Source:https://news.yahoo.co.jp/articles/76512845f110e2611eb95cd50a7c7aa64c38a161
配信、ヤフーニュースより
東西にヒマラヤ山脈が連なり、北を中国、南をインドに挟まれる山岳国家のネパール。この南アジアの小国が、中国とネパールを鉄道で結ぶという「一帯一路」構想に沸き立ったのは2017年のことだ。だが、今や「中国熱」も冷めつつある。実はネパールこそが米中超大国が覇権を争う激戦の地だ。コロナ禍もあり、「一帯一路」はすっかり棚上げ状態になっている。(ジャーナリスト 姫田小夏) ● 2010年代中盤は“相思相愛”だった ネパールの首都カトマンズで「一帯一路」の覚書に中国とネパールが署名したのは、2017年5月12日のことだった。その前年の2016年、シャルマ・オリ元首相(ネパール共産党統一マルクス・レーニン主義派、略称UMLの党首)が訪中し、「中国~ネパール越境鉄道」を含む「中国~ネパール越境運輸協議」への署名を行った。中国とインドの国境に沿って立ちはだかるヒマラヤ山脈を突き破り、インド洋に南下するのは中国の悲願だったが、鉄道や道路の接続を提案したのは、むしろネパール側だった。 ネパールが「一帯一路」に乗り気だったのは、インドへの牽制(けんせい)がある。 2015~16年にかけて、新憲法可決を引き金にネパール・インド間の国境が封鎖された。そのため、インドからの物資供給が滞り、中国との貿易に活路を見いだす必要性に迫られていた。
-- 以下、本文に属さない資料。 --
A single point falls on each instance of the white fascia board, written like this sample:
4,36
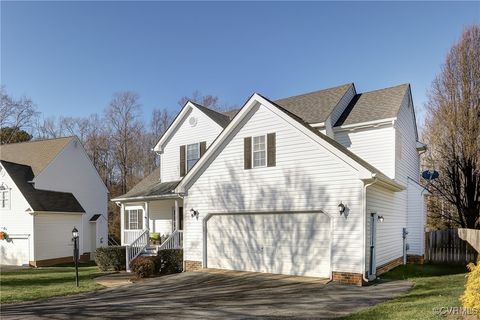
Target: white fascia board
367,124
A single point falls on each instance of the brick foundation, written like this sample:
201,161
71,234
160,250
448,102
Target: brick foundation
348,278
389,265
192,265
50,262
415,259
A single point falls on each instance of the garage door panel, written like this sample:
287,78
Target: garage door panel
290,243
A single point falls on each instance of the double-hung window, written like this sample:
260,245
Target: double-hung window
5,199
193,154
259,152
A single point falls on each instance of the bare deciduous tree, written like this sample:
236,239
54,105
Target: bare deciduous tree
452,131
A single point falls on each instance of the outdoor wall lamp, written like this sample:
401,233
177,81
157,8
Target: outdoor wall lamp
193,213
341,208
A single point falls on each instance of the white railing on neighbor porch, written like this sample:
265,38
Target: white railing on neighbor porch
135,248
174,241
131,235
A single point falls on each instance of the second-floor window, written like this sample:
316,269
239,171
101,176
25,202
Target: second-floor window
193,154
5,199
259,152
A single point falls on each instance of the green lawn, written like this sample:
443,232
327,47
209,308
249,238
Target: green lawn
40,283
435,286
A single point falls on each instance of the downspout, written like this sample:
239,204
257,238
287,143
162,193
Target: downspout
364,203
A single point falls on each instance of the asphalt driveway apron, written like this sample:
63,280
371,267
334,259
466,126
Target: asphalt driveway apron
213,295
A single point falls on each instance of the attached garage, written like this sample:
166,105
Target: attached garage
280,242
15,251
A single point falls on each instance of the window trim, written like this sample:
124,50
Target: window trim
186,155
139,210
265,150
7,191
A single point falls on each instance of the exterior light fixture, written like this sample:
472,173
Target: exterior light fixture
341,208
193,213
75,252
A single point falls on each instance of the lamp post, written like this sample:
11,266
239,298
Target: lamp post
75,252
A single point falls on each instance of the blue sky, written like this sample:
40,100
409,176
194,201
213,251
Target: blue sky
70,57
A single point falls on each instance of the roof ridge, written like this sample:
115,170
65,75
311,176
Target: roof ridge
39,140
316,91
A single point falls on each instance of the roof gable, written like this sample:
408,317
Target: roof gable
40,200
218,119
35,154
366,171
374,105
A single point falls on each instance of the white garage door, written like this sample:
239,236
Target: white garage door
14,252
284,243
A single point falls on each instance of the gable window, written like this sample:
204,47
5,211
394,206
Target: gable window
4,197
259,152
193,154
135,218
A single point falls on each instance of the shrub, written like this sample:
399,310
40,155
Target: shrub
471,296
144,266
171,261
110,258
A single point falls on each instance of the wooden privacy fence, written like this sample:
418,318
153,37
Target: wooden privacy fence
445,246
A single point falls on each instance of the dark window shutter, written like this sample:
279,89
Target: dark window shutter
271,150
140,219
247,153
126,219
182,161
203,147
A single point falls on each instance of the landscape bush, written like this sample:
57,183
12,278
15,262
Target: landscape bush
471,297
110,258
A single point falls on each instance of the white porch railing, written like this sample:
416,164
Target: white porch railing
131,235
174,241
135,248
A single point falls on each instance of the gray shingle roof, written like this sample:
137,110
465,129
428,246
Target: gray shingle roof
35,154
40,200
222,119
374,105
150,186
315,107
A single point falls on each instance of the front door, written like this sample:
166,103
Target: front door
373,235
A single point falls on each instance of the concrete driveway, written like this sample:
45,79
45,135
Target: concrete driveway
213,295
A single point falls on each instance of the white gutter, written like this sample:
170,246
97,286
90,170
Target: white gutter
367,124
364,203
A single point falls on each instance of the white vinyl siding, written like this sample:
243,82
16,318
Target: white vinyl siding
204,130
306,177
53,235
374,145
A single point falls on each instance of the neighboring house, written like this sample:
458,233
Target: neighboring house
48,187
322,184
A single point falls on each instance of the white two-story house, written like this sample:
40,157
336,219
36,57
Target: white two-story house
47,188
322,184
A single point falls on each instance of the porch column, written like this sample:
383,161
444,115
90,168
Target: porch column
177,216
122,224
146,216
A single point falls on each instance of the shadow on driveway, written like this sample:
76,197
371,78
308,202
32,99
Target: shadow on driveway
212,295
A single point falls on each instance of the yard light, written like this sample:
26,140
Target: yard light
75,252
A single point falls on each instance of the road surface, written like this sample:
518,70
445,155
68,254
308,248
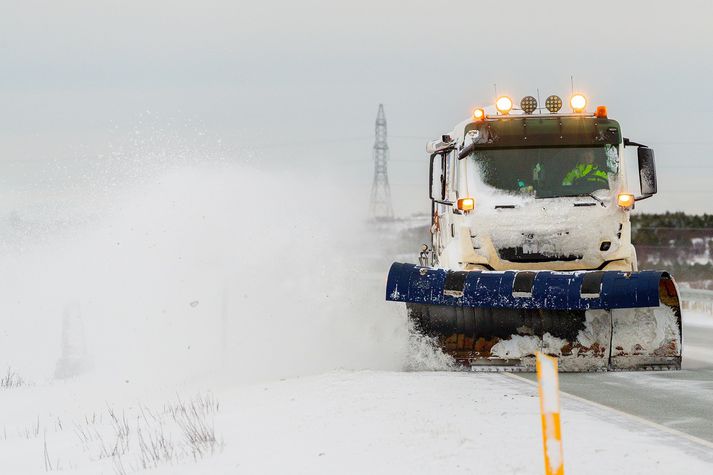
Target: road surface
680,400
2016年のオリ元首相の訪中の背景には、こうしたインドとの関係悪化があり、ネパールは「一帯一路」への協力を“渡りに船”とばかりに利用しようとした。 当時、ネパールと中国は互いを必要としあっていた。2019年10月、習近平国家主席がネパールを公式訪問した。国家主席の訪問としては23年ぶりで、共同声明では両国の発展に向けて戦略的協力パートナーシップを構築すると発表した。 中国商務部によれば同年末時点で、中国からネパールへ直接投資の累計は4億8000万米ドルとなった。直接投資の累計金額(2019年8月~20年7月)では、インドは中国の倍以上の規模を維持するが、2013年8月~14年7月の財政年度をターニングポイントに、中国はインドを抜き(フローベース)、投資を伸ばしている。 観光を重要な産業に位置づけるネパールも、中国からの観光客の取り込みを期待した。コロナ禍直前まで、ネパールを訪れる中国人観光客は増加し続け、インド人観光客に次ぐ規模にまで成長していた。 ネパールは国際空港の建設を急いでいるが、ネパール第二の観光都市ポカラにできる国際空港は中国がサポートする「一帯一路」の重点プロジェクトだ。両国間の「一帯一路」プロジェクトは、鉄道のみならず、国境ゲートや道路整備、航空や通信分野にまで及ぶ。 そんな好調が続く中で、両国間に暗雲が垂れ込めた。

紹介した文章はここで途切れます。